Юрий Юркун. Дурная компания
Запущенное Марией Нестеренко издательство «ДА» перевыпустило одно из немногих сохранившихся произведений писателя и художника Юрия Юркуна — повесть «Дурная компания». В издании воспроизведены иллюстрации Юрия Анненкова, оно дополнено статьями о произведениях и трагической судьбе писателя. Мария Нестеренко рассказывает о книге.
Мария Нестеренко:
У меня как филолога и исследователя всегда был интерес к забытым фигурам. Юрий Юркун вполне относится к таковым. Судьба Юркуна несчастна вдвойне: сначала критика не воспринимала его всерьёз из-за патронажа Кузмина, затем арест и утрата архива. В сущности, всё, что осталось от Юркуна, — это опубликованные при жизни произведения; писем сохранилось ничтожно мало, дневник не сохранился и вовсе. «Дурная компания» — второе крупное и более зрелое сочинение автора. Прелесть этой повести открывается постепенно, если уместно, можно сказать, что дьявол в мелочах. Во-первых, это вполне себе авантюрный текст (то есть с достаточно динамичным сюжетом), во-вторых, Юркун очень бережен к деталям быта (интересно же выяснить, о каком фильме рассказывает главный герой), и отдельное удовольствие эти лакуны закрывать, в-третьих, это очень афористичный текст, его хочется постоянно цитировать.
«Над любовью смеяться — смертельный грех.

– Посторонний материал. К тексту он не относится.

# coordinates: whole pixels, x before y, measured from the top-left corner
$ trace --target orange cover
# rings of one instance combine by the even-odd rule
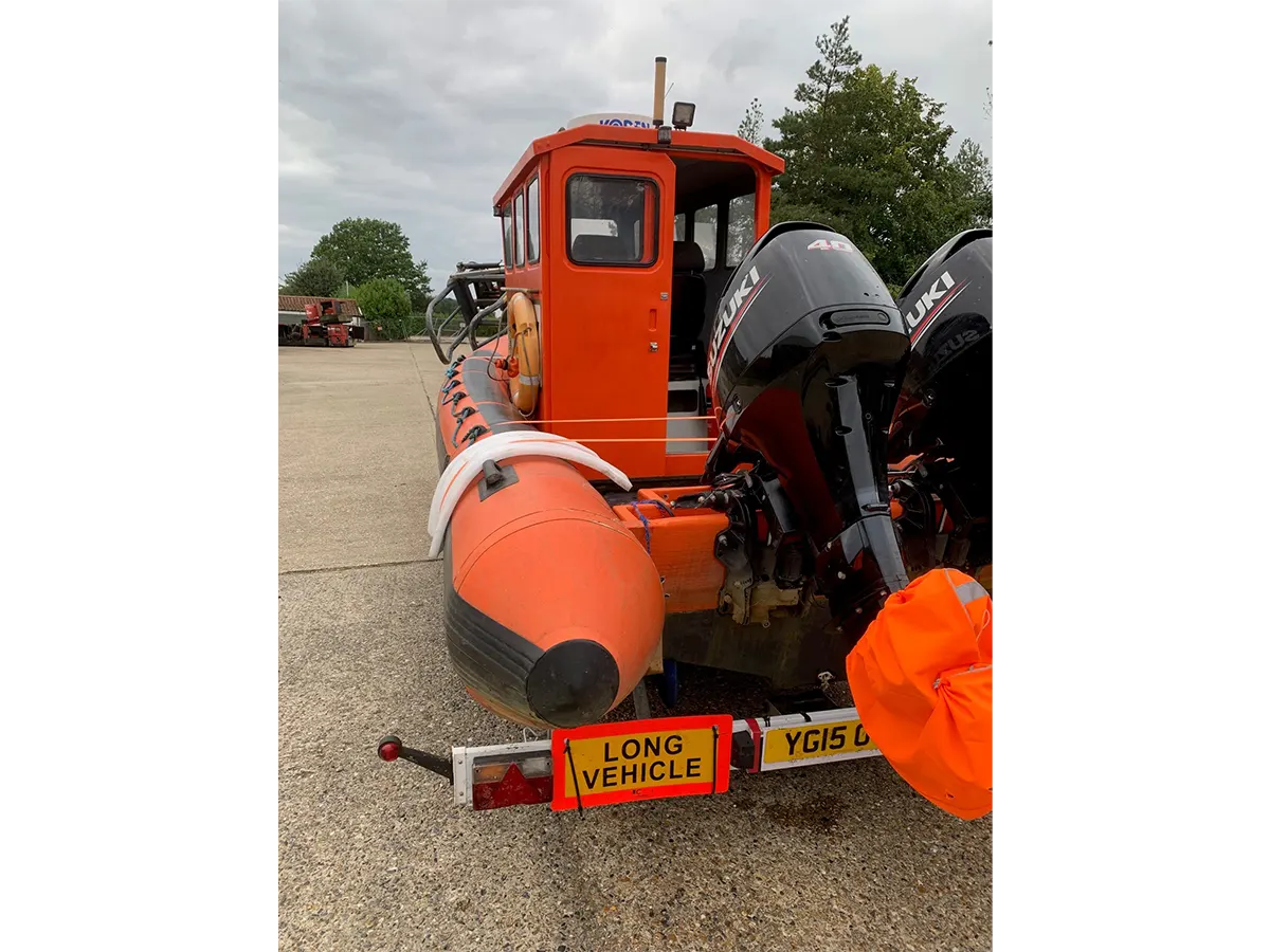
[[[860,720],[883,755],[936,806],[992,810],[992,599],[936,569],[886,599],[847,655]]]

Это чувство огромнее Исаакиевского собора, это — горящая смола, это — целая Москва с золочёными крестами, бульварами, лужами, парками и лавочками».
Мне очень хочется верить, что наше издание «Дурной компании» обратит внимание читателей на этого автора, а ещё, может быть, станет поводом переосмыслить место Юркуна в литературном процессе.